The key idea of bounding volume on a set of primitives is to find a body that completely surrounds (surrounds) all objects. For example, suppose you calculated a bounding sphere for 10 objects. Any ray that misses the boundary sphere will surely miss all ten objects. If the ray hits the boundary sphere, it may hit one of ten objects. So the form of boundary code is always:

if (ray hits bounding object) return whether ray hits bounded objects else return false

The key point is that we divide the objects into subsets. We don't care about the screen or the volume. Any object is in only one boundary body, but the boundary bodies can overlap.

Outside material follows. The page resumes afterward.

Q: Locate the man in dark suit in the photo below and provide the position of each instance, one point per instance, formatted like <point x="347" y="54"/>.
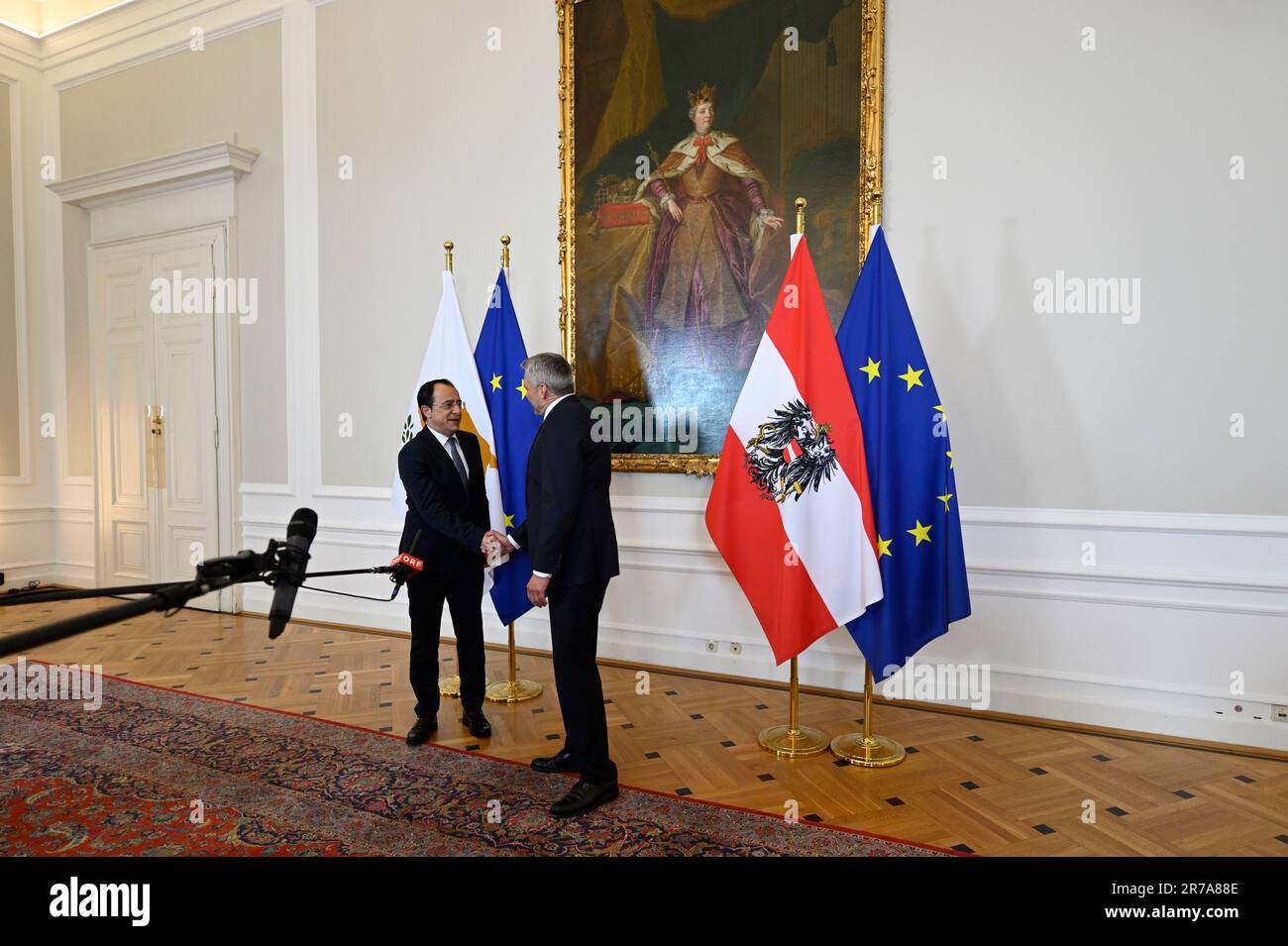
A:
<point x="447" y="520"/>
<point x="570" y="536"/>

To make things sublinear, we need to make the boundary volume hierarchical. For example, if we divide a group of objects into two groups, red and blue, and use a rectangular boundary volume, we will get:

Note that the blue and red boundary volumes are contained in the purple boundary body, but they may overlap, and they have no order - they are all inside. So the tree shown on the right has no concept of sorting the left and right child elements; they are just inside. The code is:

If (hit purple) hit0 = hit blue closed object hit1 = hit red closed object If (hit0 or hit1) Return true and close up hit information Return false

To do all this, we need a way to get good segmentation instead of bad segmentation, and a way to intersect Ray with boundary volume. The intersection of light boundary bodies needs to be calculated quickly, and the boundary volume needs to be very compact. In most model practices, axis aligned boxes work better than other alternatives, but this design choice always needs to be remembered if unusual model types are encountered.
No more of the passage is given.